Terbentuk dari sel akut dan diabetes adalah sebuah proses yg alami.
Tapi sebelah mataku yg lain menyadari gelap adalah teman setia dari waktu-waktu yg hilang.

Sepanjang perjalanan pulang kuputar lagu itu berulang-ulang. Ada suatu makna tersendiri bagiku, entah maknanya apa tp yg jelas lagu itu memberikan sedikit ketenangan dlm kegalauan jiwa ini.
Cuaca hari ini cukup bersahabat, sesampainya di tanah kelahiran aku mengunjungi makam Rian, cukup rapi dan terawat, persinggahan terakhir seluas 2x1m itu di tumbuhi rumput yg bagus. Aku teringat akan semua kenangan b'samanya, mulai dari hal positif dan hal negatif yg lebih mendominasi. Tak terasa sudah hampir 5 tahun Rian pergi, kuliahku sudah hampir selesai, kenangan sebuah persahabatan bersama Rian masih tersimpan rapi di dlm benak. Sekitar 30 menit aku berada di makam Rian, ketika aku hendak pulang, datang seorang wanita yg mengunjungi makam Rian. Widi, tmn SMA aku dan Rian, sekaligus wanita yg paling Rian sayang setelah ibunya, namun naas Rian blm sempat menyatakan perasaannya kepada Widi karena Widi sudah berpasangan dan Rian sangat anti mengganggu hubungan orang. Aku pamit pulang lebih dulu kepada Widi, dan sengaja ku biarkan Widi dan Rian berdua walau hanya sebuah nisan yg terpampang.

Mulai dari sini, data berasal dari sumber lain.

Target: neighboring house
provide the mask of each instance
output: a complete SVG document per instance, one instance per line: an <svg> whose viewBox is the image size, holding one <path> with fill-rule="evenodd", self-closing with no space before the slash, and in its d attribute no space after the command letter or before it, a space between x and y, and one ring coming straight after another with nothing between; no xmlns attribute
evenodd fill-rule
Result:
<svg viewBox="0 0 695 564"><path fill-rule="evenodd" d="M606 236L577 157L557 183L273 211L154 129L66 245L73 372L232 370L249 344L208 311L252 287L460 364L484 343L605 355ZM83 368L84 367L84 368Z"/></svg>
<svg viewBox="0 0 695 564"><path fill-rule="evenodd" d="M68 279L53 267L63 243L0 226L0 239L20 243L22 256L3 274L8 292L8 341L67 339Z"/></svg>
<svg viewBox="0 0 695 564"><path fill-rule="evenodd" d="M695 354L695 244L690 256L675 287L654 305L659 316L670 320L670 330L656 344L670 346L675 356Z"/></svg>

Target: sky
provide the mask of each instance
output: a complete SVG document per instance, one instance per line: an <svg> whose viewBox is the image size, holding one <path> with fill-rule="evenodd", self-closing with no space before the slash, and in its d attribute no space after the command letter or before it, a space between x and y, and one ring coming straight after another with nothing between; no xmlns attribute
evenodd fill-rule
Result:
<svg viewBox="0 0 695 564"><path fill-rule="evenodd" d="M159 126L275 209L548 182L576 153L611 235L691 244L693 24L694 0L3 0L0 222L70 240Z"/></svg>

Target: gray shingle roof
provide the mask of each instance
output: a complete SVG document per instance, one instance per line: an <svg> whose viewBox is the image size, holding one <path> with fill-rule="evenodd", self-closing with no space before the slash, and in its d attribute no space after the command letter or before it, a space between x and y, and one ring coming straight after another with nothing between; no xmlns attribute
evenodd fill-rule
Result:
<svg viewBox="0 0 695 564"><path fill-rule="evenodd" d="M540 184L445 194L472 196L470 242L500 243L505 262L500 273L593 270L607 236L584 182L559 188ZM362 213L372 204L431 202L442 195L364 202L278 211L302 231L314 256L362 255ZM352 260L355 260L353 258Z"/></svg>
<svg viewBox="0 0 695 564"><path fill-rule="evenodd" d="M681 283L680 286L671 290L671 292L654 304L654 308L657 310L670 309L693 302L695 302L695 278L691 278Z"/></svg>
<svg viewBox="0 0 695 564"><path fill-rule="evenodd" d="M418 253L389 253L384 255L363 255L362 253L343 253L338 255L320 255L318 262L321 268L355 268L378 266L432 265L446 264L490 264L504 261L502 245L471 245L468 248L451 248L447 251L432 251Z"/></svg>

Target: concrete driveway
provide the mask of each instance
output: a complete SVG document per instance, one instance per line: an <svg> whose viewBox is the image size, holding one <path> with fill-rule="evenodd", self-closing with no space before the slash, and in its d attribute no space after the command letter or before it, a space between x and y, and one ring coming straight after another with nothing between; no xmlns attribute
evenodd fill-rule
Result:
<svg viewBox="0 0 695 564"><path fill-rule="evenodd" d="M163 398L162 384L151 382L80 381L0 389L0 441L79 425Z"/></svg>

Ku putar kembali kenangan di ingatanku yg mulai rusak ketika pertama kali masuk SMA, seluruh siswa baru upacara penutupan masa orientasi di lapangan dan disela upacara ada penyematan penghargaan kepada siswa-siswi yg masuk dgn nem tertinggi.

Rian berbisik kepadaku,
'siswi yg dapat penghargaan itu dari smp mana?'.
'tak tahu, memang kenapa?', jawabku singkat.
'CANTIK', jawab Rian lebih singkat tp penuh arti.

Setelah upacara selesai seluruh siswa di bubarkan, aku duduk di taman sekolah menikmati dan membayangkan indahnya mulai besok aku belajar sebagai predikat anak SMA.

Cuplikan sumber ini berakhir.